Book review: Lincoln’s Bishop
by Gustav Niebuhr
In 1862, war broke out between the Dakota Sioux Indians and the white settlers in Minnesota, where I currently live. Niebuhr’s new book digs below the surface to tell the story, from a 19th-century Christian bishop’s perspective.
Niebuhr writes like a journalist, and he spent nearly the first half of the book setting the stage and introducing the major players (President Lincoln, Chief Little Crow, and Bishop Whipple). There were times I struggled to maintain interest, even in light of the mistreatment of Indians. But then hostilities escalated to warfare between the Sioux and the white settlers, and the story grabbed me by the guts. Indian tactics were gruesome, and half the state of Minnesota fled in terror. Tales of horrific massacre grew like gossip. Niebuhr presents both sides of the story, which is far from clear and hardly guiltless on either side. When the dust settled, 303 Indian warriors stood ready to be hanged, and public opinion was ready to lynch any others who remained.
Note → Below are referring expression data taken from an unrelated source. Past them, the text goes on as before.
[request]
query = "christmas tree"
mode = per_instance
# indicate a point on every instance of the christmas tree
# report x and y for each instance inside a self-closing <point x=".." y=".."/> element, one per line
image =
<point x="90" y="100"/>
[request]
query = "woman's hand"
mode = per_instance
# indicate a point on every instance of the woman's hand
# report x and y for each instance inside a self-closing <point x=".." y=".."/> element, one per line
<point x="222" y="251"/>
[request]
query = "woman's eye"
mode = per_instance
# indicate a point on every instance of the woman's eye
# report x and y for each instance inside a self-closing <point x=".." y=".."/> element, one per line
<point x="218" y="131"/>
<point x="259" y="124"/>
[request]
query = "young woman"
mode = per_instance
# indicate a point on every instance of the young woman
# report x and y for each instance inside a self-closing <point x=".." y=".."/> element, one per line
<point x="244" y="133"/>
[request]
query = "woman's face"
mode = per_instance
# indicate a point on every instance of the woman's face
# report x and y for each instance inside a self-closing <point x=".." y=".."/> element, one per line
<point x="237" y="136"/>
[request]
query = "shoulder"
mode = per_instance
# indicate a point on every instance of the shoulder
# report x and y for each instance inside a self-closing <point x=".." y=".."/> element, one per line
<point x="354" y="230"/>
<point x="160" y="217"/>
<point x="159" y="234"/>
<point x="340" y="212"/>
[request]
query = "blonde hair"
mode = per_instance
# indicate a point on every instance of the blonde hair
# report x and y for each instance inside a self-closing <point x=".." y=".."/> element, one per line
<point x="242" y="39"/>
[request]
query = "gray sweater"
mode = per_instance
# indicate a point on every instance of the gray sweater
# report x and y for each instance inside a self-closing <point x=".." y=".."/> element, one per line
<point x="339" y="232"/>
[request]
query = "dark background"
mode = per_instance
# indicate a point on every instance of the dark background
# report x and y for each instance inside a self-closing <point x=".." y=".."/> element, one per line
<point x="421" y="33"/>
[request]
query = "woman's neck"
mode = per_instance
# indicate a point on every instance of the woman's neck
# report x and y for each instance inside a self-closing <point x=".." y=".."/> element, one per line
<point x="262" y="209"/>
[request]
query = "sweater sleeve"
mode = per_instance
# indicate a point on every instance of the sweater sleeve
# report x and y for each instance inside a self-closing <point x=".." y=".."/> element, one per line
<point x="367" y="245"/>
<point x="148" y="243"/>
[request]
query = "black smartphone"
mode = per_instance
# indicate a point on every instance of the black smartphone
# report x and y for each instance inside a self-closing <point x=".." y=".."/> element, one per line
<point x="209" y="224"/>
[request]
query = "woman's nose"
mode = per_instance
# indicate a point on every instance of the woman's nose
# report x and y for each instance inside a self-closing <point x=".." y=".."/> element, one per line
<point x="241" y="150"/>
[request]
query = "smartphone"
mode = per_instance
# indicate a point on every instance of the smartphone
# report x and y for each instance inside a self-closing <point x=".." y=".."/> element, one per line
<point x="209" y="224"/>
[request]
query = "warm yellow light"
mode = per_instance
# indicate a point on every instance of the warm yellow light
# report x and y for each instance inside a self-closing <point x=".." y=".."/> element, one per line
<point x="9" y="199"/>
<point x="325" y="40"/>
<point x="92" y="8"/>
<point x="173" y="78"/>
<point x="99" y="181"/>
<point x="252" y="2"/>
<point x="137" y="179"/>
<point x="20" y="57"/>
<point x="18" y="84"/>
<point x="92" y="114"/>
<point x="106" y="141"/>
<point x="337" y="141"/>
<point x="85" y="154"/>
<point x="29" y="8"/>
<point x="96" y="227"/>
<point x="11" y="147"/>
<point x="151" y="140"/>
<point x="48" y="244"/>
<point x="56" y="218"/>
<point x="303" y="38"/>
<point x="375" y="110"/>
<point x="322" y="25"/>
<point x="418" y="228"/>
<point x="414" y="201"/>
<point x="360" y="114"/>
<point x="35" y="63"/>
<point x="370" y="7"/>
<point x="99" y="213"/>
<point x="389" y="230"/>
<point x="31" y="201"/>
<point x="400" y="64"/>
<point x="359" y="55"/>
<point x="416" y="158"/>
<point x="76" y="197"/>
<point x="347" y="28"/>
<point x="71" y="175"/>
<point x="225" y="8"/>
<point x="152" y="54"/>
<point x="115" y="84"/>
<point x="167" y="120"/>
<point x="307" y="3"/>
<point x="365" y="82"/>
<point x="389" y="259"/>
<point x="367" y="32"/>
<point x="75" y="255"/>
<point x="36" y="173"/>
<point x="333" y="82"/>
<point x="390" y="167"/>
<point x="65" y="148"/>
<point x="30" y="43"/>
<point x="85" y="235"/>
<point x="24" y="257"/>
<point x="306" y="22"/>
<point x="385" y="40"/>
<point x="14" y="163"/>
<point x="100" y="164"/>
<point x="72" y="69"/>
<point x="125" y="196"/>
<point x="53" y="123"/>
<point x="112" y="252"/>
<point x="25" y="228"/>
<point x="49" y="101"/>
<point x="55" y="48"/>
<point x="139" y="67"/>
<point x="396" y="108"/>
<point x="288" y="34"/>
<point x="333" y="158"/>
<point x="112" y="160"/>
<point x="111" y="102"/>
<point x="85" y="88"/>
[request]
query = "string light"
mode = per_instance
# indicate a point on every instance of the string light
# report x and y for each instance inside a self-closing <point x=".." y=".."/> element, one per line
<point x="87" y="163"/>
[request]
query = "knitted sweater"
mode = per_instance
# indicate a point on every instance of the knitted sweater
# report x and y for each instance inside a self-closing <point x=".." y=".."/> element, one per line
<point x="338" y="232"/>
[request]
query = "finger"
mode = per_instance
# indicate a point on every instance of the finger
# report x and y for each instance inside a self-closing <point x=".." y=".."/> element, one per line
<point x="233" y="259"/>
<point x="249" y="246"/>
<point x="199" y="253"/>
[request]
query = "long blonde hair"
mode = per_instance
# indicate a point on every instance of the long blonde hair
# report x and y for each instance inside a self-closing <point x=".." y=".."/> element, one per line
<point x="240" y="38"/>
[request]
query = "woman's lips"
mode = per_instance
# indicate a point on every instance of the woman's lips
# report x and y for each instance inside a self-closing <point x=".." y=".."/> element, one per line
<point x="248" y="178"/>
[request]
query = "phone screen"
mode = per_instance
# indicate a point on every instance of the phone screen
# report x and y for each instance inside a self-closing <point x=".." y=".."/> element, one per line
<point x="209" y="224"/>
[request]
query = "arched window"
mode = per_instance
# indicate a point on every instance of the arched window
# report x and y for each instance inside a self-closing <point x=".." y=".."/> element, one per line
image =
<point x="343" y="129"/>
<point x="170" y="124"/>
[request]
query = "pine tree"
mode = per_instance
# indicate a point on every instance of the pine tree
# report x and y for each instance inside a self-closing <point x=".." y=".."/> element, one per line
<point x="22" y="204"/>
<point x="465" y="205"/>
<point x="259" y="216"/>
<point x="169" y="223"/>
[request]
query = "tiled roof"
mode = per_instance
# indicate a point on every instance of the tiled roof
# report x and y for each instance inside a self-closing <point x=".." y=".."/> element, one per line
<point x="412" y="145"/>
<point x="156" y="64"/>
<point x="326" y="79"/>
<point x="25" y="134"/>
Enter Bishop Whipple, an Episcopal minister who took the side of the Indians. But what could Whipple accomplish against strong public opinion? How could he capture the ear of a distant President (Lincoln) whose attention was more strongly focused on civil war? What would be the fate of the 303 Indians, and hundreds of others who coexisted peacefully or–even more astounding–risked their lives to save white men, women and children during the war?
This is a story of out-of-control greed, human limits when backed against a wall, and the ugliness that results … plus one man’s determination to apply Christian principles where humanity could only fail. Highly recommended.